4.3 KiB
Advanced RDBMS topics
Speeding things up
Using binary search on a sorted table:
-
Average case - O(log n)
-
Worst case - O(log n)
-
As fast as tree indexes
-
Use no extra space
-
Can only sort in one order (column)
Using indexes
Usually one of:
- B-tree
- Hash table
May also be spatial/geometric
May be held in memory, because it's much smaller than the table.
May optimize for disk structure
B-trees (balanced trees)
- O(log n) in typical and worst case
- Supports ranges (because we know the limits)
- Support (some) approximate searching
Hash tables
- O(1) in typical case
- Don't scale with the size of the data
- O(n) in (unusual) worst case
- Hash algorithm may be expensive
- Depending on the size of the dataset, B-trees may be fast enough even with worst O's
- No approximation
- No range-based retrieval - Things that are similar are placed in different places throughout the hash table (locality, sensitive hashing)
Query efficiency
The order of the statements in the query is important. This is normally done automatically by the DBMS.
Optimizing actions
Indexes and sorted tables can save on copying, searching and sorting.
Query strategy has a huge impact
- Order of operations
- Use of indexes
- Making fresh indexes
- Copying or reading data
How do we optimize? Let's see an example.
SELECT *
FROM MOvieLocation,
Actors
WHERE Actor1=Name;
We can use the keyword EXPLAIN:
SELECT *
FROM MovieLocation,
Actors
WHERE Actor1=Name;
Tells us which operations on which tables and on which order.
- MovieLocations select_type: SIMPLE possible_keys: NULL (Actor Name is not the complete Key) rows: 1819 filtered: 100 (100% of the data needs to be looked at)

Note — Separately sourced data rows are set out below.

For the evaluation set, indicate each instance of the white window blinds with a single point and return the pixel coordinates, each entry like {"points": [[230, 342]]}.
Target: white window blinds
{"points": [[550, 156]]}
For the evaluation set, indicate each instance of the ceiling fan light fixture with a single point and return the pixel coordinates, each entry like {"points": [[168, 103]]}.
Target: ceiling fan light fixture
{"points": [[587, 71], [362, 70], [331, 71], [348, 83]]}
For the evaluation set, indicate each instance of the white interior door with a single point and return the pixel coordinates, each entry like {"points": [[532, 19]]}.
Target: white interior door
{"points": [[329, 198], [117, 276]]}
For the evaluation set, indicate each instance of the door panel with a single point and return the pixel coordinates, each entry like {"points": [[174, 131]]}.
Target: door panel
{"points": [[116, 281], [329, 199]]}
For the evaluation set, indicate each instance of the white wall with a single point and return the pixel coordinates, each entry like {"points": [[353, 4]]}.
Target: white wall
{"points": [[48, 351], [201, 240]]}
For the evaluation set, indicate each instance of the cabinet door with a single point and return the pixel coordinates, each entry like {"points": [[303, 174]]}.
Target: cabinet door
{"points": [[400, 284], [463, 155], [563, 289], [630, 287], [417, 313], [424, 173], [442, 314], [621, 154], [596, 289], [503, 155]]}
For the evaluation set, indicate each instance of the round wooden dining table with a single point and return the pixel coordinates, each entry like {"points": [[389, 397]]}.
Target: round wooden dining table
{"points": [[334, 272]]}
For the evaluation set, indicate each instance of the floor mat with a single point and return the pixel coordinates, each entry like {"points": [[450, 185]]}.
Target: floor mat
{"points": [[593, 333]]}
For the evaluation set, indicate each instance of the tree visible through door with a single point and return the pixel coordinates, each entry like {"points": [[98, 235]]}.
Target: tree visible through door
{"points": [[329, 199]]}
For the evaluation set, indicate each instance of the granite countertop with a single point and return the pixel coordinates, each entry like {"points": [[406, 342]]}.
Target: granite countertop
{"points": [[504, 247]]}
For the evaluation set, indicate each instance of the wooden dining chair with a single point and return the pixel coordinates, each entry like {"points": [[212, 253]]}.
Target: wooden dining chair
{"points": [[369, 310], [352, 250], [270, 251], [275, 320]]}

- Actors select_type: SIMPLE possible_keys: NULL rows: 39175 filtered: 10 Extra: Using where; Using hash join
About 50ms
Making a change, creating an index on the MovieLocations table. How does it change things?
CREATE INDEX LocAct1
ON MovieLocations(Actor1);
Running EXPLAIN again:
- Actors select_type: SIMPLE possible_keys: NULL rows: 39175 filtered: 100 Extra: Using where
- MovieLocations select_type: SIMPLE possible_keys: LocAct1 rows: 7 filtered: 100 Extra: NULL
About 60ms
It goes to the Actors table first and only 7 rows.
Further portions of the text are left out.